The growth in Russia’s sovereign wealth fund is particularly significant in the face of Western sanctions. These sanctions have aimed to weaken the Russian economy by limiting its access to international markets. However, Russia has managed to diversify its revenue sources and find alternative trading partners. The country’s ability to increase its rainy day fund showcases its resilience and adaptability.
The wealth fund’s growth will not only support the national pension system but also provide a buffer against budget deficits.
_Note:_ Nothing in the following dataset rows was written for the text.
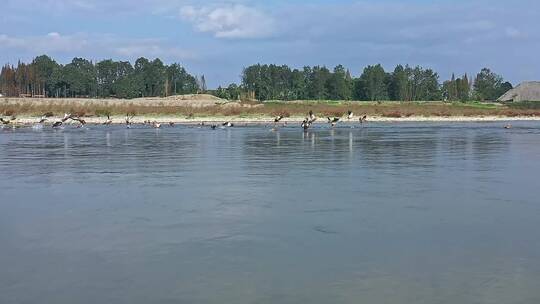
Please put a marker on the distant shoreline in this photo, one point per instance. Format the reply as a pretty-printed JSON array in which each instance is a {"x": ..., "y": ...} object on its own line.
[
  {"x": 193, "y": 109},
  {"x": 119, "y": 120}
]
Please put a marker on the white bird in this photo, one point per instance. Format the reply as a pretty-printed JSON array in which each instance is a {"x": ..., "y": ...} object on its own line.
[
  {"x": 312, "y": 117},
  {"x": 306, "y": 124},
  {"x": 128, "y": 121},
  {"x": 363, "y": 119},
  {"x": 108, "y": 121},
  {"x": 333, "y": 121}
]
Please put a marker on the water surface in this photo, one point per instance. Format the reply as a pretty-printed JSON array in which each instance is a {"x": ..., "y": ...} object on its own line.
[{"x": 389, "y": 213}]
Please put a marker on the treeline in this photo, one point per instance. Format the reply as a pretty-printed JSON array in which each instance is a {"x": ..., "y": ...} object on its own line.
[
  {"x": 404, "y": 83},
  {"x": 44, "y": 77}
]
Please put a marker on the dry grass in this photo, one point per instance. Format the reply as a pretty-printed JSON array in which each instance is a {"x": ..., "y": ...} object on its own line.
[{"x": 390, "y": 109}]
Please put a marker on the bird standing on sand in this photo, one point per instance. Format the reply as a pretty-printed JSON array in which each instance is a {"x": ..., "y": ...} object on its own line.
[
  {"x": 108, "y": 121},
  {"x": 81, "y": 121},
  {"x": 306, "y": 124},
  {"x": 312, "y": 117},
  {"x": 362, "y": 119},
  {"x": 7, "y": 122},
  {"x": 42, "y": 119},
  {"x": 60, "y": 122},
  {"x": 128, "y": 120},
  {"x": 333, "y": 121}
]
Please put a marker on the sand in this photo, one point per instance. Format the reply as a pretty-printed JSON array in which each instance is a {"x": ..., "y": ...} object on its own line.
[{"x": 270, "y": 120}]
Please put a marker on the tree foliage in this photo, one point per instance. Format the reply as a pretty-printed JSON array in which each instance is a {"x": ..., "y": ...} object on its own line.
[
  {"x": 489, "y": 86},
  {"x": 107, "y": 78}
]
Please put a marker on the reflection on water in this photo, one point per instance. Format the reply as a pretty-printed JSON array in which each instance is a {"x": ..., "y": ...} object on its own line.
[{"x": 389, "y": 213}]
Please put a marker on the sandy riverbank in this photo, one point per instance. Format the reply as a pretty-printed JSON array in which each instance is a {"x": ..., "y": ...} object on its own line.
[
  {"x": 269, "y": 120},
  {"x": 192, "y": 109}
]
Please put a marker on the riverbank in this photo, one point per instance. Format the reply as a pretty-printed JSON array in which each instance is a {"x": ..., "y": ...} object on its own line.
[
  {"x": 270, "y": 120},
  {"x": 188, "y": 109}
]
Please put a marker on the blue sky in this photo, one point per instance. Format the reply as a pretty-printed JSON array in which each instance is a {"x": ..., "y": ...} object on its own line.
[{"x": 219, "y": 38}]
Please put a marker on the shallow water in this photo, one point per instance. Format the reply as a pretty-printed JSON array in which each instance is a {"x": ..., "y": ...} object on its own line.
[{"x": 389, "y": 213}]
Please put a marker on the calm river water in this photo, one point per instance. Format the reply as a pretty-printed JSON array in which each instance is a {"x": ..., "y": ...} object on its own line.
[{"x": 388, "y": 213}]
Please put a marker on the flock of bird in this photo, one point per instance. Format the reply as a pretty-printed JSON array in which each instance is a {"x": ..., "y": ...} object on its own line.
[{"x": 80, "y": 122}]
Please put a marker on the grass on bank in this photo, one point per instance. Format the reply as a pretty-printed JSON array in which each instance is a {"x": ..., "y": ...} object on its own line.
[{"x": 274, "y": 108}]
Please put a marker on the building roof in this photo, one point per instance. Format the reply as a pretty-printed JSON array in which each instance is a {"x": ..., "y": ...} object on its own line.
[{"x": 526, "y": 91}]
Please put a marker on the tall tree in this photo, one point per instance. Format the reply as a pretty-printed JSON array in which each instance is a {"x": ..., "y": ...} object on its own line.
[{"x": 373, "y": 84}]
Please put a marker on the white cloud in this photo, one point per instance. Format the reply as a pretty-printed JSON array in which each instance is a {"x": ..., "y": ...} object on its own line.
[
  {"x": 51, "y": 42},
  {"x": 233, "y": 21},
  {"x": 82, "y": 44}
]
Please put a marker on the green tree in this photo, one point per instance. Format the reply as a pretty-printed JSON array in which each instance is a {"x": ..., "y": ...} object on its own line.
[{"x": 373, "y": 84}]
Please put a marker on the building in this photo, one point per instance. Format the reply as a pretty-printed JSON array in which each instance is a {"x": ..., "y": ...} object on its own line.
[{"x": 526, "y": 91}]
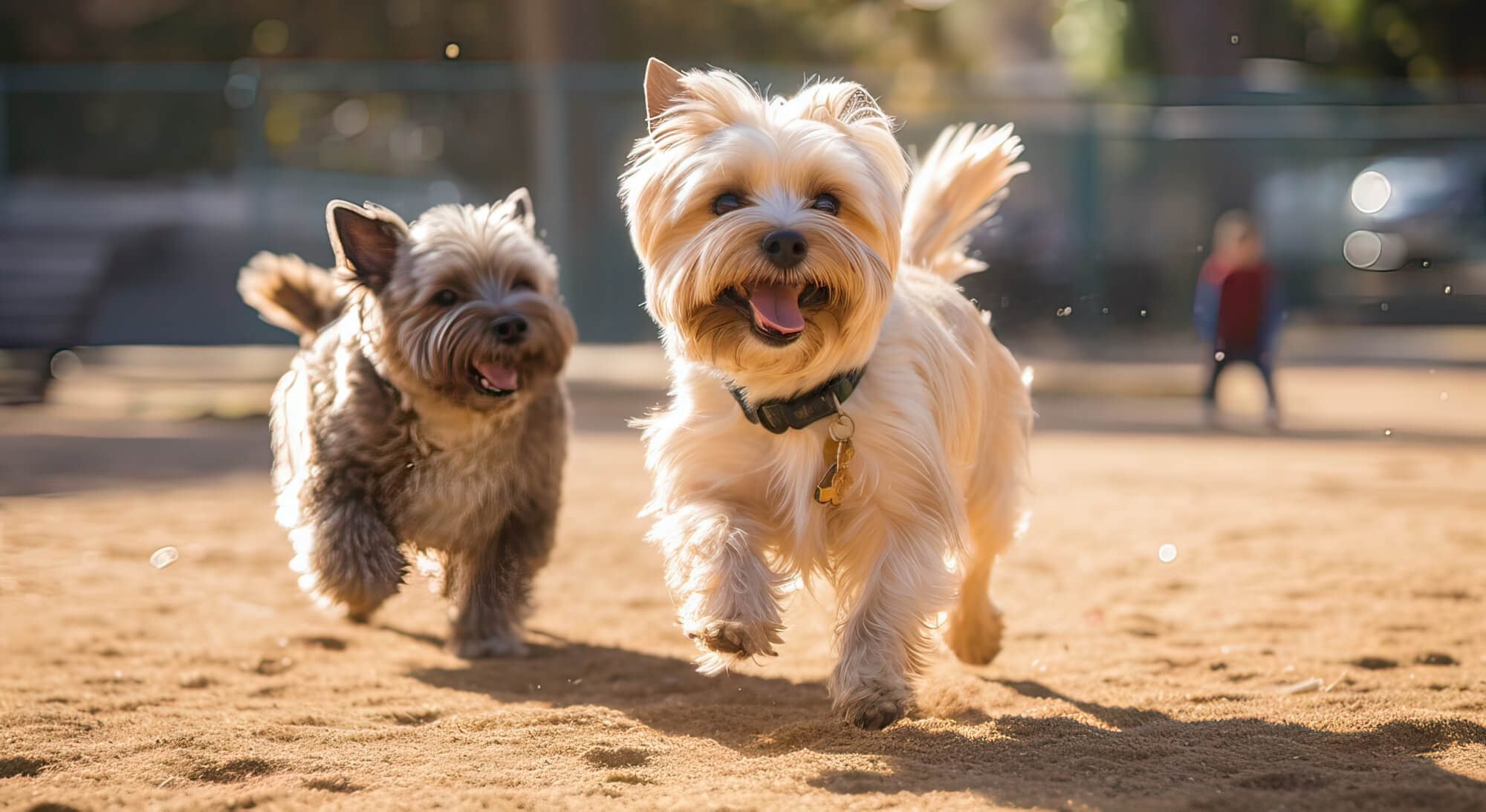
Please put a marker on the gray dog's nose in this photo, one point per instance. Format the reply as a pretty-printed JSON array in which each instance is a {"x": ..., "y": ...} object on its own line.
[
  {"x": 509, "y": 329},
  {"x": 785, "y": 249}
]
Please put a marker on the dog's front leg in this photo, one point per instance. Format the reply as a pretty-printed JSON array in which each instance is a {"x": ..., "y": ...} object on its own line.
[
  {"x": 886, "y": 601},
  {"x": 348, "y": 553},
  {"x": 729, "y": 597},
  {"x": 490, "y": 585}
]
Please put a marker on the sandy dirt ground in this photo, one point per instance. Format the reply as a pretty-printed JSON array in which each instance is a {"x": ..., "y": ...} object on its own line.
[{"x": 1317, "y": 643}]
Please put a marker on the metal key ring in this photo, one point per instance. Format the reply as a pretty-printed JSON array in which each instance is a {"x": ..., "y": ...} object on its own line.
[{"x": 843, "y": 423}]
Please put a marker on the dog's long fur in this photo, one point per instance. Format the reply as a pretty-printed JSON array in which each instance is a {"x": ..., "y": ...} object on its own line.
[
  {"x": 943, "y": 418},
  {"x": 381, "y": 438}
]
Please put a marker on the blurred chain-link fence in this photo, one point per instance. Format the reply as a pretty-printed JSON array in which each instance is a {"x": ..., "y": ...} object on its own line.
[{"x": 134, "y": 192}]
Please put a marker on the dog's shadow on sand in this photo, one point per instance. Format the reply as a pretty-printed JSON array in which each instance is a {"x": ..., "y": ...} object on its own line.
[{"x": 1130, "y": 757}]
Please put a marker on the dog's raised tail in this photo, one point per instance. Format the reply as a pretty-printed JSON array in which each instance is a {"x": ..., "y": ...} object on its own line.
[
  {"x": 958, "y": 185},
  {"x": 291, "y": 293}
]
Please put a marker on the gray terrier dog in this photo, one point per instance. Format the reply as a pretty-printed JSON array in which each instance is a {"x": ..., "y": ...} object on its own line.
[{"x": 424, "y": 411}]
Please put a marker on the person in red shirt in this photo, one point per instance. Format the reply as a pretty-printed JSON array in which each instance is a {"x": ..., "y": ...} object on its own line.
[{"x": 1239, "y": 307}]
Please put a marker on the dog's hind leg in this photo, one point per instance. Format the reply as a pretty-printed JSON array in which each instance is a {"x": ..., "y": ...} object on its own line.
[{"x": 888, "y": 594}]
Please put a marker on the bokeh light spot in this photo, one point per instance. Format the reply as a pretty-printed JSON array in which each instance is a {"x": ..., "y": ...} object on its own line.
[
  {"x": 1371, "y": 192},
  {"x": 271, "y": 38}
]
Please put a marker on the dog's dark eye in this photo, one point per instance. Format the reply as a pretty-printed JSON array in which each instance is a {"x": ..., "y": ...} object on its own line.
[
  {"x": 726, "y": 203},
  {"x": 827, "y": 203}
]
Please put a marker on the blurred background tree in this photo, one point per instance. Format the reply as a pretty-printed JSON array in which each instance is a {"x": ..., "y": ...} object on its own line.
[{"x": 1094, "y": 39}]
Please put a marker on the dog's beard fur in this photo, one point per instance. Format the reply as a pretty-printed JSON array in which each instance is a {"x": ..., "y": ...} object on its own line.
[
  {"x": 941, "y": 415},
  {"x": 494, "y": 267},
  {"x": 778, "y": 157}
]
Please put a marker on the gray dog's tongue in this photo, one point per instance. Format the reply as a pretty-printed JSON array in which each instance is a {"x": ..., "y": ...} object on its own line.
[
  {"x": 776, "y": 307},
  {"x": 500, "y": 377}
]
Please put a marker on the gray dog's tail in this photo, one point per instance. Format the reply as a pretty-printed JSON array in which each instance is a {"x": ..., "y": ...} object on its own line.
[
  {"x": 956, "y": 188},
  {"x": 291, "y": 293}
]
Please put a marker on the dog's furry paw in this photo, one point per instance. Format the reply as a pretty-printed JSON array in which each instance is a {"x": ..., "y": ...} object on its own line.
[
  {"x": 504, "y": 644},
  {"x": 744, "y": 640},
  {"x": 976, "y": 638},
  {"x": 876, "y": 705}
]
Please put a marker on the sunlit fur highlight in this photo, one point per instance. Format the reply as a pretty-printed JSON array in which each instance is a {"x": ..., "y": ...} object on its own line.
[{"x": 943, "y": 418}]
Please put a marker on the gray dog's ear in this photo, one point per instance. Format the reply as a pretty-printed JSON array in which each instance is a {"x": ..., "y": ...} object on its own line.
[
  {"x": 521, "y": 203},
  {"x": 366, "y": 240},
  {"x": 663, "y": 88}
]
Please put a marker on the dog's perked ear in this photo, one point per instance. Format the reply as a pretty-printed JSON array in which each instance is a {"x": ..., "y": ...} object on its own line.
[
  {"x": 366, "y": 240},
  {"x": 522, "y": 212},
  {"x": 663, "y": 88}
]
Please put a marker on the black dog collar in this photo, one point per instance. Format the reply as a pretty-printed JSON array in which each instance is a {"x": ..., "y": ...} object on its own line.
[{"x": 799, "y": 412}]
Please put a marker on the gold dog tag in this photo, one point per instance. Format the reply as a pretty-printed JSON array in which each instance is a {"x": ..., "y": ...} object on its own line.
[{"x": 839, "y": 451}]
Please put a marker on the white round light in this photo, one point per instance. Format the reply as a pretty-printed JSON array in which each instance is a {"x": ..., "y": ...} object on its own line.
[
  {"x": 1371, "y": 192},
  {"x": 1363, "y": 249}
]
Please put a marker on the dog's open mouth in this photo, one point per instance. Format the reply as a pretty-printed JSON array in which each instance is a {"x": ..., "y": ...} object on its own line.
[
  {"x": 776, "y": 308},
  {"x": 494, "y": 380}
]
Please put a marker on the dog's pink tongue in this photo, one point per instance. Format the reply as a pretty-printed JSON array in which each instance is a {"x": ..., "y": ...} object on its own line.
[
  {"x": 778, "y": 307},
  {"x": 500, "y": 377}
]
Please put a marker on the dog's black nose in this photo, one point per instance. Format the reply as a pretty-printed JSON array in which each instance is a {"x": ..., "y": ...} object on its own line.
[
  {"x": 785, "y": 249},
  {"x": 510, "y": 329}
]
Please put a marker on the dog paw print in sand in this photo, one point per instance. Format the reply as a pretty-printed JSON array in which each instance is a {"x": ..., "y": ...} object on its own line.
[
  {"x": 20, "y": 766},
  {"x": 334, "y": 784},
  {"x": 412, "y": 717},
  {"x": 610, "y": 757},
  {"x": 234, "y": 770}
]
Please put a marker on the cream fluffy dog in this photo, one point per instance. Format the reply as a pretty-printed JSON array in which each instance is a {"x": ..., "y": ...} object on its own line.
[{"x": 797, "y": 274}]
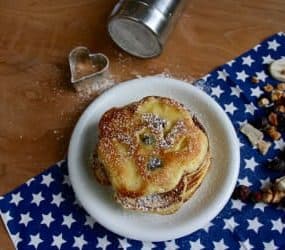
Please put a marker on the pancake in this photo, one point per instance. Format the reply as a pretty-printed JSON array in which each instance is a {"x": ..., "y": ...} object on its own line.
[{"x": 153, "y": 153}]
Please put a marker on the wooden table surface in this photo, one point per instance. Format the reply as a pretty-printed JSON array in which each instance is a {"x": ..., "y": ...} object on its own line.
[{"x": 38, "y": 107}]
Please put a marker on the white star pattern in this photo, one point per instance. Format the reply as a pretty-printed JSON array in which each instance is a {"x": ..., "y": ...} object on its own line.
[
  {"x": 236, "y": 91},
  {"x": 208, "y": 226},
  {"x": 16, "y": 238},
  {"x": 205, "y": 78},
  {"x": 257, "y": 92},
  {"x": 79, "y": 242},
  {"x": 59, "y": 164},
  {"x": 273, "y": 45},
  {"x": 230, "y": 223},
  {"x": 260, "y": 206},
  {"x": 66, "y": 180},
  {"x": 270, "y": 245},
  {"x": 47, "y": 219},
  {"x": 265, "y": 182},
  {"x": 278, "y": 225},
  {"x": 261, "y": 76},
  {"x": 47, "y": 179},
  {"x": 124, "y": 244},
  {"x": 237, "y": 204},
  {"x": 217, "y": 91},
  {"x": 242, "y": 123},
  {"x": 89, "y": 221},
  {"x": 230, "y": 63},
  {"x": 6, "y": 216},
  {"x": 196, "y": 245},
  {"x": 250, "y": 108},
  {"x": 103, "y": 242},
  {"x": 230, "y": 108},
  {"x": 254, "y": 225},
  {"x": 170, "y": 245},
  {"x": 58, "y": 241},
  {"x": 68, "y": 220},
  {"x": 242, "y": 76},
  {"x": 57, "y": 199},
  {"x": 241, "y": 144},
  {"x": 146, "y": 245},
  {"x": 280, "y": 144},
  {"x": 244, "y": 181},
  {"x": 16, "y": 198},
  {"x": 250, "y": 163},
  {"x": 267, "y": 59},
  {"x": 257, "y": 47},
  {"x": 35, "y": 240},
  {"x": 37, "y": 198},
  {"x": 247, "y": 60},
  {"x": 220, "y": 245},
  {"x": 43, "y": 212},
  {"x": 30, "y": 181},
  {"x": 246, "y": 244},
  {"x": 25, "y": 218},
  {"x": 222, "y": 75}
]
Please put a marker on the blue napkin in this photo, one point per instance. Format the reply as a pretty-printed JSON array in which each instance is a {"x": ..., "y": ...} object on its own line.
[{"x": 43, "y": 213}]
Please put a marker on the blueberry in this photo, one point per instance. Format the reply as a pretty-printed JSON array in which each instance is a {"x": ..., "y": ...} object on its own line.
[
  {"x": 154, "y": 163},
  {"x": 147, "y": 139},
  {"x": 277, "y": 165}
]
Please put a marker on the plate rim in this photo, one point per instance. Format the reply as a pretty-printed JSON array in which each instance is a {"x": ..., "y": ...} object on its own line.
[{"x": 182, "y": 232}]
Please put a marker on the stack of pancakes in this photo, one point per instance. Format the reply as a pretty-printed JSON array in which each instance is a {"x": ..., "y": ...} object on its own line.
[{"x": 153, "y": 153}]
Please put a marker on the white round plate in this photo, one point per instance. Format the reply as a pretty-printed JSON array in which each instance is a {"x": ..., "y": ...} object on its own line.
[{"x": 207, "y": 201}]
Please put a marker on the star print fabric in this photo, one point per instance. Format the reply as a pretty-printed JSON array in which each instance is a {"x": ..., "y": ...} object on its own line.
[{"x": 44, "y": 213}]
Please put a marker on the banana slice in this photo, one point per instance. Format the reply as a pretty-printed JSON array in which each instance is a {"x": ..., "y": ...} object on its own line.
[{"x": 277, "y": 70}]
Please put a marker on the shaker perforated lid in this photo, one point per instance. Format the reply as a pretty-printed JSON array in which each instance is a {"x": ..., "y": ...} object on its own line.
[{"x": 142, "y": 27}]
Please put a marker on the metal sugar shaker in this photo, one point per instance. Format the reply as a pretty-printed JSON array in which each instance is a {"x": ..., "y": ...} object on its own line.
[{"x": 141, "y": 27}]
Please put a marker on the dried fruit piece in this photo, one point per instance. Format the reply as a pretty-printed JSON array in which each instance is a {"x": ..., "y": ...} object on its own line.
[
  {"x": 281, "y": 86},
  {"x": 154, "y": 163},
  {"x": 277, "y": 70},
  {"x": 263, "y": 146},
  {"x": 272, "y": 196},
  {"x": 279, "y": 184},
  {"x": 147, "y": 139},
  {"x": 272, "y": 118},
  {"x": 268, "y": 88},
  {"x": 276, "y": 95},
  {"x": 280, "y": 109},
  {"x": 273, "y": 133},
  {"x": 255, "y": 196},
  {"x": 254, "y": 79},
  {"x": 241, "y": 192},
  {"x": 254, "y": 135},
  {"x": 263, "y": 102},
  {"x": 277, "y": 164}
]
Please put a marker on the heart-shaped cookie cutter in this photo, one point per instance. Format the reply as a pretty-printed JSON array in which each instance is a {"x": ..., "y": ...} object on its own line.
[{"x": 88, "y": 71}]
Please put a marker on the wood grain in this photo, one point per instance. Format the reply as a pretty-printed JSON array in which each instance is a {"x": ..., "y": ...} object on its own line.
[{"x": 38, "y": 107}]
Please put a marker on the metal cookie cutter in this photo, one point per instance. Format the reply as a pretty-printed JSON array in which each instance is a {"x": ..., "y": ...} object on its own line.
[{"x": 89, "y": 72}]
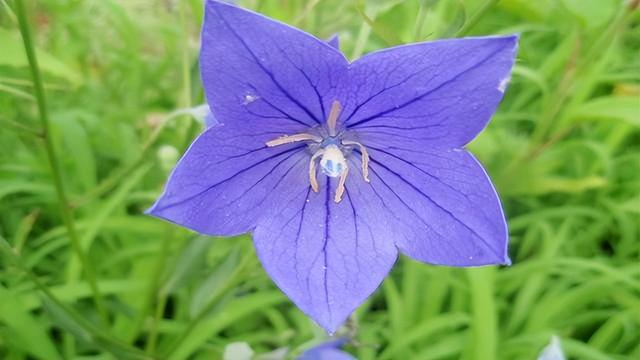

This is crucial in ensuring the stability of the Russian economy amid geopolitical challenges and the volatile energy market. The accumulated funds can be utilized to address any unforeseen economic shocks or disruptions.
Overall, Russia’s ability to maximize its energy revenues and strengthen its sovereign wealth fund demonstrates its determination to weather the storm of Western sanctions. By diversifying its trade partners and capitalizing on the high oil prices, Russia has managed to mitigate the impact of sanctions and maintain its financial stability. The continued growth of the National Wealth Fund is a testament to Russia’s fiscal prudence and its ability to adapt in the face of adversity.